Cette BD m'a énormément plu, car l'histoire est émouvante et résume, de façon réaliste, la vie des enfants placés en orphelinat ainsi que les étapes de l'adoption avec ses moments de joie et de peine".

Anaïs


"C'est un orphelin qui est trouvé dans la rue par un policier et qui est placé dans un orphelinat où il se fait plein d'amis. Mais un jour, une femme décide de l'adopter. Il fait beaucoup de bêtises dans sa nouvelle maison avec son frère et sa soeur, mais il est puni. A chaque fois qu'il est puni, il pense qu'on ne l'aime pas; comme le jour où il vole dans le casier de son prof de gym. Il comprend vite que c'est pour lui que ses parents adoptifs le punissent. Il veut partir à la recherche de ses parents biologiques mais il sait qu'il a toute la vie devant lui.

Ce livre est trop bien."

Safye













Présentation du projet et de la classe


Nous sommes une classe de 3DP6 d'un lycée professionnel privé de Haute-Savoie. Nous avons été sélectionnés par la Région Rhône-Alpes pour participer à la 1ère édition du Prix littéraire .

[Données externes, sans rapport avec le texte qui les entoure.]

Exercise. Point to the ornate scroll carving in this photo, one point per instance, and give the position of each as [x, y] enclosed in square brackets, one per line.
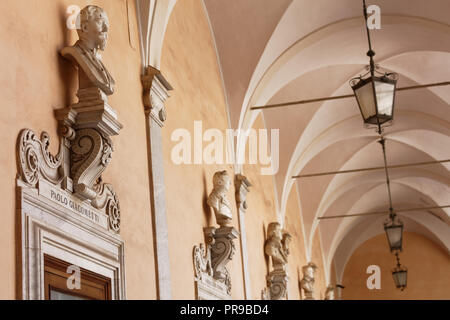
[329, 293]
[85, 128]
[218, 198]
[90, 153]
[277, 247]
[307, 283]
[35, 160]
[155, 94]
[211, 261]
[202, 262]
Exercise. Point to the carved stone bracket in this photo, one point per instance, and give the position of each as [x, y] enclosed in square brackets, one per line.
[210, 262]
[307, 282]
[242, 186]
[35, 161]
[155, 94]
[277, 247]
[276, 286]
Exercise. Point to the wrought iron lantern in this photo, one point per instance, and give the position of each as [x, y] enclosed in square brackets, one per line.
[375, 94]
[376, 97]
[400, 275]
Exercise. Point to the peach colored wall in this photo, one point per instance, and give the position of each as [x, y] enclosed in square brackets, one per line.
[317, 258]
[428, 269]
[297, 257]
[35, 80]
[261, 211]
[189, 63]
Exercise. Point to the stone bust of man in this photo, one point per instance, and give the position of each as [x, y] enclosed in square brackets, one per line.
[93, 36]
[307, 283]
[218, 198]
[277, 245]
[329, 293]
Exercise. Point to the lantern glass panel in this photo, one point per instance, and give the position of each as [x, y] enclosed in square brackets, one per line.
[400, 278]
[366, 101]
[394, 235]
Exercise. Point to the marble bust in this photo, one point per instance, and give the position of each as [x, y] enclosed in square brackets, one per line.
[307, 283]
[85, 54]
[329, 293]
[218, 198]
[277, 245]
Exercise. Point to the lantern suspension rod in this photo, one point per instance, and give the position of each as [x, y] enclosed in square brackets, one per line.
[287, 104]
[380, 212]
[388, 182]
[398, 259]
[369, 169]
[370, 53]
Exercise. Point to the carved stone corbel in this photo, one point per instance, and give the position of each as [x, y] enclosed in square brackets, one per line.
[155, 94]
[35, 161]
[220, 247]
[277, 247]
[307, 282]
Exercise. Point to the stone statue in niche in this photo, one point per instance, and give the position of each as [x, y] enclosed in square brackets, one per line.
[93, 34]
[87, 126]
[329, 293]
[213, 280]
[277, 247]
[307, 283]
[218, 198]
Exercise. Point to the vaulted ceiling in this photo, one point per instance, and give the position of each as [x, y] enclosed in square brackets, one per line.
[285, 50]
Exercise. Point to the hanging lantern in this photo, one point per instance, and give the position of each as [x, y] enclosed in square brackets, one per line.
[375, 97]
[400, 275]
[393, 227]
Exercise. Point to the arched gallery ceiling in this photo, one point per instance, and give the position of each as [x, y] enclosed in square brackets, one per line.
[285, 50]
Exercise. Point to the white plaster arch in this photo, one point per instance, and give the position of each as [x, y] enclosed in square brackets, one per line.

De septembre à mars, chacun d'entre nous doit lire 4 albums de BD et 4 romans.

Les B.D.: - Putain d'usine de Efix et J.P. Levaray

- Couleur de peau: miel de Hennin Jung

- La fin du monde de Tom Tirabosco et Pierre Wazem

- RG Bangkok - Belleville de Frederik Peters et Pierre Dragon

Les romans : - La théorie du panda de Pascal Garnier

- Le dernier frère de Natacha Appanah

- J'attends l'extinction des feux de Dominique Fabre

- Polichinelle de Pierric Bailly


Notre participation a véritablement commencé début octobre. Notre professeur de français, Mme Laurent, nous a présenté les ouvrages à lire. Elle nous a invité à lire, dans un 1er temps, les BD.

Toutes les BD devaient être lues pour le 17/11 et un compte-rendu avec nos appréciations devait être remis à notre professeur pour que le blog puisse être réalisé.

Aujourd'hui, tout le monde n'a pas tout lu mais chacun d'entre nous a lu au moins 3 BD et certains ont déjà commencé la lecture des romans, notamment J'attends l'extinction des feux, car c'est un recueil de nouvelles et on peut choisir de lire dans le désordre.